How about removing the clutter? I do the crossword and sudoku but if you took 'em out in favour of more or larger comics, I wouldn't mind. I don't read, or rarely read, bridge, stickler, poker, scrabble, or that weird jumble so if you pulled them I wouldn't mind. I probably wouldn't even notice. I'm a chess fan but I haven't seen the chess column in a long time. Put a comic or two in its place.

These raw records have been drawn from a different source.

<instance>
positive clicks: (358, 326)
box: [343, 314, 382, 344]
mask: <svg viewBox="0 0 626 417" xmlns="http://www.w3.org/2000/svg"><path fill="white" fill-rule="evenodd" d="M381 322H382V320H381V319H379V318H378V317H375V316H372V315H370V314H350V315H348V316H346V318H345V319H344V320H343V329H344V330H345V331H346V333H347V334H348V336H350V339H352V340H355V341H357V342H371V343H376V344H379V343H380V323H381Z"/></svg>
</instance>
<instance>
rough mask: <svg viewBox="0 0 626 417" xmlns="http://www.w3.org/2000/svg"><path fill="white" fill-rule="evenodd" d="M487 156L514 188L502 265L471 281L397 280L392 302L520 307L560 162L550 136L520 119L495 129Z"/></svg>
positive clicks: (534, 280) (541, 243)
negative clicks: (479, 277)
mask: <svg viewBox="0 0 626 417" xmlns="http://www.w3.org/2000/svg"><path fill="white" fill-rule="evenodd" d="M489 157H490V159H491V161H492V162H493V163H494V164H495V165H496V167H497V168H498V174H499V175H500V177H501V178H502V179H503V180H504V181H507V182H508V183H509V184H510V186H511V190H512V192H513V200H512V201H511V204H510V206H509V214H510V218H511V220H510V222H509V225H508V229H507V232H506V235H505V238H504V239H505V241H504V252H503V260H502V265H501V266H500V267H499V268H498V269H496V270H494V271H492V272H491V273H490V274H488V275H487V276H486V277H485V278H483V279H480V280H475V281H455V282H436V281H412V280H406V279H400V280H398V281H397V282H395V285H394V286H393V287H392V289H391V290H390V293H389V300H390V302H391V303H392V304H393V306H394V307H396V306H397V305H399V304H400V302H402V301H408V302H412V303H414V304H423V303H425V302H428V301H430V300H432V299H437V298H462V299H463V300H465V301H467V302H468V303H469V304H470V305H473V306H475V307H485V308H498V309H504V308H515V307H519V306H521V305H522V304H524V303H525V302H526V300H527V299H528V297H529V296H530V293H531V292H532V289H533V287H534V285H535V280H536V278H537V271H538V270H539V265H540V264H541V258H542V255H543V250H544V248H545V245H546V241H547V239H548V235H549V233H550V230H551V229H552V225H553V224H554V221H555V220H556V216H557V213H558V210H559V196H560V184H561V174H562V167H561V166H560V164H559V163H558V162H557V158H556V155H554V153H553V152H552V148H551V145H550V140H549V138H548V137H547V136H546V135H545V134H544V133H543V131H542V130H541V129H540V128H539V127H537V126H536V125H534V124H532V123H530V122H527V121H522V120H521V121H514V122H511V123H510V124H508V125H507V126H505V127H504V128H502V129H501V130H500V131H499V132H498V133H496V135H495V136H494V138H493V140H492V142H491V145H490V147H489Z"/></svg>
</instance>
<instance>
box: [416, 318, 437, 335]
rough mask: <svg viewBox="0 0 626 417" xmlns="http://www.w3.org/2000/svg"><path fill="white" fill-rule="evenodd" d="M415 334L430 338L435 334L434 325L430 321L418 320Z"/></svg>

BTW, I read them all, but I've sort of given up on Tank -- too many words to make the effort for what will probably be a so-so punch. And I'm a writer who will never use a dozen words when a hundred will do. :-/

Posted by: f2 | July 21, 2008 7:43 AM

Someone forgot to close a bold tag...

Posted by: wiredog | July 21, 2008 7:50 AM

Some strips can't convert from 1/4 to 1/3 sized panels because they maintain a 1/2 strip break so that their dailies can be rearranged to fit square slots. Not that that's a common thing for papers to do, but in the fight for newspaper space against the legacy zombies, I guess you sometimes take whatever edge you can get.

I've also noticed that both Sheldon and Barkeater Lake both experimented with the extra space once they left the papers to become web strips.

Posted by: Brent | July 21, 2008 8:29 AM

OK, smaller strips for more of them....but, edited by someone farsighted who is over 70....THEN see how small they will not get.

Even a few of the on-line strips need 125% to read....never thought that would happen.

I am thankful that the San Antonio Express-News is truly trying to keep comics, one of the few.

Posted by: PearlandPeach | July 21, 2008 10:06 AM

Oh well, the LA Times link is "Page not found"

Posted by: MSchafer | July 21, 2008 11:24 AM

Tough one. I too would like to see soduko and bridge and the like banished to a different page than the comics, rather than accept the zero-sum game. Personally I think a collectible pull out section, along the lines of Eisner's Spirit, may be a viable idea again, especially if it's got some of the Tokyopop manga strips running in it.

Posted by: Mike Rhode | July 21, 2008 11:52 AM

Does anyone else find even the Post's online comics a little too small? I usually resort to the zoom feature on my browser to read "Opus".